Geomorphic Agent
Der Mensch ist ein ‹Geomorphic Agent›. Als bedeutendster Faktor in den formbildenden Prozessen der Erde bewegen wir heutzutage weit mehr Material als sämtliche natürlichen geologischen Prozesse zusammen. Das Abbauen, Transportieren und Deponieren von Roh- und Abfallstoffen hat im 21. Jahrhundert beispiellose Dimensionen erreicht, die sämtliche bisherigen Maßstäbe sprengen. Kiese, Sande und Erden – von Menschenhand in gigantischen Mengen bewegt – stellen gegenwärtig die größten Materialflüsse der Erde dar. Alleine in der Schweiz erzeugt jede Person unwissentlich rund 8 Tonnen Kies- und Sandabbau sowie 7 Tonnen Aushub und Bauschutt pro Jahr, was zusammen ungefähr dem Volumen eines vollen Betonmischer-Lastwagens entspricht. Die damit verbundenen Umwälzungsprozesse basieren auf einem globalen Netzwerk von Verkehrs-, Energie- und Sozialinfrastrukturen und stehen sinnbildlich für die fortschreitende Urbanisierung der Landschaft. Dabei stellt der weltweit exponentiell steigende Materialfluss, -kreislauf und -konsum nebst wirtschaftlichen, räumlichen, ökologischen und gesellschaftlichen Herausforderungen auch grundsätzlich unser Verständnis von und Umgang mit Landschaft in Frage.
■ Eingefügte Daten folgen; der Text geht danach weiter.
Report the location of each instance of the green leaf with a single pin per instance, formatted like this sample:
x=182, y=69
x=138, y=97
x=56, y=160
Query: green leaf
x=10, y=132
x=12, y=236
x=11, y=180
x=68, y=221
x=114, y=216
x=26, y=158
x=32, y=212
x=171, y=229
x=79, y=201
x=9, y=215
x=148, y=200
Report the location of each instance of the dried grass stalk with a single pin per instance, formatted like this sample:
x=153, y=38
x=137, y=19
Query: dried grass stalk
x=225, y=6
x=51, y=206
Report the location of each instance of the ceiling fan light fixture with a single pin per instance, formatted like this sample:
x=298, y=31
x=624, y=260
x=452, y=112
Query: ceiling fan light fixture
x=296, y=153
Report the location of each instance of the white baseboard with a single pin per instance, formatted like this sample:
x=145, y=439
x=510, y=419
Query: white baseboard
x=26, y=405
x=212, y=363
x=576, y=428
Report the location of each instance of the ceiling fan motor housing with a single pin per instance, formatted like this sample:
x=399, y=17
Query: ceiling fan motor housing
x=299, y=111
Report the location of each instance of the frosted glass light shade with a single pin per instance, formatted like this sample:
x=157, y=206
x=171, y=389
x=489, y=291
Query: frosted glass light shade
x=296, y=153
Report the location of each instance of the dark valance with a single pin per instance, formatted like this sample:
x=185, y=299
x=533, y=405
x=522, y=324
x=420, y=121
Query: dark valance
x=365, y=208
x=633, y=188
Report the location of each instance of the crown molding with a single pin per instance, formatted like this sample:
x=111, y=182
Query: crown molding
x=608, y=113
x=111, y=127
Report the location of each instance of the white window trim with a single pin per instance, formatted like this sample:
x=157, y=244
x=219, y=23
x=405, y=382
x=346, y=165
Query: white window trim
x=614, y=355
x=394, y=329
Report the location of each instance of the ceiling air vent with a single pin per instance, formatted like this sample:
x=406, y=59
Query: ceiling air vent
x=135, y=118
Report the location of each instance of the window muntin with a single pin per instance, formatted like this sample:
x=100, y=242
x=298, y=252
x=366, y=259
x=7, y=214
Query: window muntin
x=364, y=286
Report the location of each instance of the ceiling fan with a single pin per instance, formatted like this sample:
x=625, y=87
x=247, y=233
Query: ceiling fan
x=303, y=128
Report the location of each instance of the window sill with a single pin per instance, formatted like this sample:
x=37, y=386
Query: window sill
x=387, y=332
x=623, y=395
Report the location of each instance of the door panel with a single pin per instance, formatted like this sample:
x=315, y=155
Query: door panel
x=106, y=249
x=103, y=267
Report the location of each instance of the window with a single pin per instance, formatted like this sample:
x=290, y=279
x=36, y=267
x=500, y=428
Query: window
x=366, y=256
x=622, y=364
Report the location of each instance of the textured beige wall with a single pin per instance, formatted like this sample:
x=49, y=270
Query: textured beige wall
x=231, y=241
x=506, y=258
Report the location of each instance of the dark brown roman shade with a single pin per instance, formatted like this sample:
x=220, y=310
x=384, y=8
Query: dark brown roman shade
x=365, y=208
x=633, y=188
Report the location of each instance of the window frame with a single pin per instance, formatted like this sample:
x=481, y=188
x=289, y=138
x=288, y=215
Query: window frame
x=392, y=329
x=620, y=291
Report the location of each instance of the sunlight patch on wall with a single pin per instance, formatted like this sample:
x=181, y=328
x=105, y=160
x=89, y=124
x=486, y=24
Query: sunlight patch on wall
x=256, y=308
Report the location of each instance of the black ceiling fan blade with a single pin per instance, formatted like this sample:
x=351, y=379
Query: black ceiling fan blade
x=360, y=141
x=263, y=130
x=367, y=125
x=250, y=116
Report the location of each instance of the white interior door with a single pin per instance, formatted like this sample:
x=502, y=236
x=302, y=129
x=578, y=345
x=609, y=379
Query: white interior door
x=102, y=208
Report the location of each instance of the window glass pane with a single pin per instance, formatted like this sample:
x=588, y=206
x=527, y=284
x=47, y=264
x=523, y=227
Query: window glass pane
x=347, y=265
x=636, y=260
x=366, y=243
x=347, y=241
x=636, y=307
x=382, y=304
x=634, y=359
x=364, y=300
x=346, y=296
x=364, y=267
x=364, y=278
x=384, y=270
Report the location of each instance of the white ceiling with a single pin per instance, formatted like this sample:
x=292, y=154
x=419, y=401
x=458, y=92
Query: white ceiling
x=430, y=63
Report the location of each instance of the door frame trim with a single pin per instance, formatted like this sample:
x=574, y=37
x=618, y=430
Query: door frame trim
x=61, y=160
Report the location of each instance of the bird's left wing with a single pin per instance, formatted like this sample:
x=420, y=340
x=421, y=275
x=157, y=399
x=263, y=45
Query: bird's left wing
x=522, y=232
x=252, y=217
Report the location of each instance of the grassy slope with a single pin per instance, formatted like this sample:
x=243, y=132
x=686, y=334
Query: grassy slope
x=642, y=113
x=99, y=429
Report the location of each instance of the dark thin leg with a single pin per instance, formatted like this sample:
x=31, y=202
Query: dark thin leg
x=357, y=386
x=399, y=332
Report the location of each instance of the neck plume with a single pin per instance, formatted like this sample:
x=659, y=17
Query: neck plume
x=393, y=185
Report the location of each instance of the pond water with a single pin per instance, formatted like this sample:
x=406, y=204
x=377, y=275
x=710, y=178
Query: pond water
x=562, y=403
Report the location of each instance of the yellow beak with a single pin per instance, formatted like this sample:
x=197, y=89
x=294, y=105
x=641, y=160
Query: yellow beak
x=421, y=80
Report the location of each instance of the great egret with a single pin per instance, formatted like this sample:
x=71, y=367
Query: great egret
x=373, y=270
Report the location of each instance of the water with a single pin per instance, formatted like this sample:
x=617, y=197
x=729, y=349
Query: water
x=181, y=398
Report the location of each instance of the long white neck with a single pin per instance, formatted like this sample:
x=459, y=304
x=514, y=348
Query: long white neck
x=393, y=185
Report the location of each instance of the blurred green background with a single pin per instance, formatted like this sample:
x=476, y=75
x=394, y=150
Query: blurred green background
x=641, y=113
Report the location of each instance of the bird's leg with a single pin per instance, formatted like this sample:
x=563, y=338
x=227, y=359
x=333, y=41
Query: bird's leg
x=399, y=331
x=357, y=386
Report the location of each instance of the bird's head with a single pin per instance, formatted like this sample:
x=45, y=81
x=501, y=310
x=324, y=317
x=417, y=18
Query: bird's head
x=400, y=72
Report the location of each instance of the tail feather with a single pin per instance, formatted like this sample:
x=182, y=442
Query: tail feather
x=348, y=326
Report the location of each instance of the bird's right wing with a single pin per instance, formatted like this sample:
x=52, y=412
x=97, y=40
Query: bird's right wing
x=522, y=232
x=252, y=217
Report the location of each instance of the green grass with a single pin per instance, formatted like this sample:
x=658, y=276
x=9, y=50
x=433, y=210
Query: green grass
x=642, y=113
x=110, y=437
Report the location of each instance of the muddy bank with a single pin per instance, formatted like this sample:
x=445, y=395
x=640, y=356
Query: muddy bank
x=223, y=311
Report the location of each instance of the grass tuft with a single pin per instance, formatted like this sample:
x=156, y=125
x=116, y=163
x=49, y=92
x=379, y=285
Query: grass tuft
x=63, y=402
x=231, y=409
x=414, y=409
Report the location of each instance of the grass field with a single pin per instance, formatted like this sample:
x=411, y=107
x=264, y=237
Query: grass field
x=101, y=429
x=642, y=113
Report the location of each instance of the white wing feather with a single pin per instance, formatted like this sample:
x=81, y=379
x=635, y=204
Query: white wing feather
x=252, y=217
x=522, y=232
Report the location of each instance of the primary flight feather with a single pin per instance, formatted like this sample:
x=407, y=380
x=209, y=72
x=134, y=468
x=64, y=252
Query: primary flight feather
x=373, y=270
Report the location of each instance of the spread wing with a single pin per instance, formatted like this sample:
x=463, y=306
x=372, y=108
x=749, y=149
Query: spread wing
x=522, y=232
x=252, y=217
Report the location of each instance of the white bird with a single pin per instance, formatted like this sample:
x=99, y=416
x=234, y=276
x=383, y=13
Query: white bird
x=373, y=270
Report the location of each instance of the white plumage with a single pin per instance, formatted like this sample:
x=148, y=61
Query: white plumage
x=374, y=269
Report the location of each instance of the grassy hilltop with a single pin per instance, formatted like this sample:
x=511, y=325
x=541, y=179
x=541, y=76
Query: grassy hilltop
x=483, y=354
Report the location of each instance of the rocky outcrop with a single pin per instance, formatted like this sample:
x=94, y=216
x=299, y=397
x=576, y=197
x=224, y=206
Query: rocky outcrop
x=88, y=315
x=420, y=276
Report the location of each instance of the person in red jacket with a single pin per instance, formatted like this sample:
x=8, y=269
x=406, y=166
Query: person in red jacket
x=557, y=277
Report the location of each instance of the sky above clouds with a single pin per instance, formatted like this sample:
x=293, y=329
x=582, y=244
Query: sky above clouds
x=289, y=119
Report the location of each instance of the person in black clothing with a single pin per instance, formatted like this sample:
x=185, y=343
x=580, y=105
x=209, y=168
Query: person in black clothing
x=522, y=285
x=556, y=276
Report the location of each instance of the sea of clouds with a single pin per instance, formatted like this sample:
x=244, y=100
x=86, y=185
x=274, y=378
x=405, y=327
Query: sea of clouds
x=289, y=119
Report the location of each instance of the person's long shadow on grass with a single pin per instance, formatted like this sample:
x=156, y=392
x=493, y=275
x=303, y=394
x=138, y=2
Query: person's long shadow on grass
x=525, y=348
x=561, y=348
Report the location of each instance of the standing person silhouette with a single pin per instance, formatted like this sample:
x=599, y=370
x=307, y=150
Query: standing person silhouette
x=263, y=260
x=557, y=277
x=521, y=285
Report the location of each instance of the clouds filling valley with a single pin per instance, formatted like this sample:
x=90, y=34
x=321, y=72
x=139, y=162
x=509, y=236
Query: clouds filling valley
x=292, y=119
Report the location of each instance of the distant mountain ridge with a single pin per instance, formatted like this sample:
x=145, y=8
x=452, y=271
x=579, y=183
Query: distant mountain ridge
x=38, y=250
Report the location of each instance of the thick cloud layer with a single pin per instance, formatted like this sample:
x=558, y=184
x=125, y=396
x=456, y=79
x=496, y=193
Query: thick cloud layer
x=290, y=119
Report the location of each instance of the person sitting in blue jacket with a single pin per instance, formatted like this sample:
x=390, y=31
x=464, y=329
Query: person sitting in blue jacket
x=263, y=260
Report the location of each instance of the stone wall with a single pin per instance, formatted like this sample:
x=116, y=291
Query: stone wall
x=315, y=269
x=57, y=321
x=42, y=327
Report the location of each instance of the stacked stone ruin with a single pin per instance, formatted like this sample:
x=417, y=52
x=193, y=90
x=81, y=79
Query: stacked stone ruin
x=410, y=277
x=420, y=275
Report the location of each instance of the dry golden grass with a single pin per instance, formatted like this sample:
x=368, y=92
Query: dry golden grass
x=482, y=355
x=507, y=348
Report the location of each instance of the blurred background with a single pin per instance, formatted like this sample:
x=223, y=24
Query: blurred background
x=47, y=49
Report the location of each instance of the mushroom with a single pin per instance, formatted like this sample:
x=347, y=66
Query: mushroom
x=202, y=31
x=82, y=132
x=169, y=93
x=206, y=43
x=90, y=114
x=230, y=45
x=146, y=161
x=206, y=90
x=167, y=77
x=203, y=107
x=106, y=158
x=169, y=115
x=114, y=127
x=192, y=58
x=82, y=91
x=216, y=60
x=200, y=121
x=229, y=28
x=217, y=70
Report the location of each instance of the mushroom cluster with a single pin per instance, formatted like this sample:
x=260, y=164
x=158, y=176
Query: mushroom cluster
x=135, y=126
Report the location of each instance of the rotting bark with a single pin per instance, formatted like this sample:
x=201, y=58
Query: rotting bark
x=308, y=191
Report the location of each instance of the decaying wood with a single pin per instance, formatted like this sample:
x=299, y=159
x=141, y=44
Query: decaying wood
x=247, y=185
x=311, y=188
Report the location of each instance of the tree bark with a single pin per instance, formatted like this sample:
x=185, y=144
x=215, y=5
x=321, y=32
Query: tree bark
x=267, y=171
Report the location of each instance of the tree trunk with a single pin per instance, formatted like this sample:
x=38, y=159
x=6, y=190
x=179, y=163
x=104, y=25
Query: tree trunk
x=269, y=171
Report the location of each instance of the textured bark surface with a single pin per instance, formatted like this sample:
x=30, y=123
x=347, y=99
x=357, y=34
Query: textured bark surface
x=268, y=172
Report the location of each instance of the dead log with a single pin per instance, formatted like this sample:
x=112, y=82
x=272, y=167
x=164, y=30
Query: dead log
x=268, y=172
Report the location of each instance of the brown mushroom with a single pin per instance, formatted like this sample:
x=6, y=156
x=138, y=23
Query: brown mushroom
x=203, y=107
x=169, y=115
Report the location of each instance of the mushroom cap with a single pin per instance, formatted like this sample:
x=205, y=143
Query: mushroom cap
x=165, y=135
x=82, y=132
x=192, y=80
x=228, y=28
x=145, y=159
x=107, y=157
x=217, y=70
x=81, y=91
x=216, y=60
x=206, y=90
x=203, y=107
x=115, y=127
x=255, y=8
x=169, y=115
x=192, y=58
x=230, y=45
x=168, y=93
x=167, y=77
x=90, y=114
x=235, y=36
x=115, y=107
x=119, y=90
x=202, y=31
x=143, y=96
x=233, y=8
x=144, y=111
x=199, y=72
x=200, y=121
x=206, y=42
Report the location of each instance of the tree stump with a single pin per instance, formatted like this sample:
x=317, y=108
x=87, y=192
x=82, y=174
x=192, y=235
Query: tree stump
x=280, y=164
Ziel der Forschungsassistenz war es, die Materialökologie im Allgemeinen und die anthropogenen Erdbewegungen im Spezifischen als zentralen Bestandteil von Urbanisierungsprozessen zu definieren und die damit verbundene absichtliche und unabsichtliche Produktion von Landschaft durch Rohstoffgewinnung, -transport und -entsorgung in den Fokus des städtischen Diskurses und der landschaftsarchitektonischen Lehre an der ETH Zürich zu rücken. Hierzu wurden sämtliche Statistiken zum Thema Rohstoffkonsum und Materialflüssen in der Schweiz ausgewertet, zusammengetragen und grafisch in Form von Karten und Diagrammen dargestellt, um die unterschiedlichen Dimensionen, Geographien und Prozesse zu visualisieren.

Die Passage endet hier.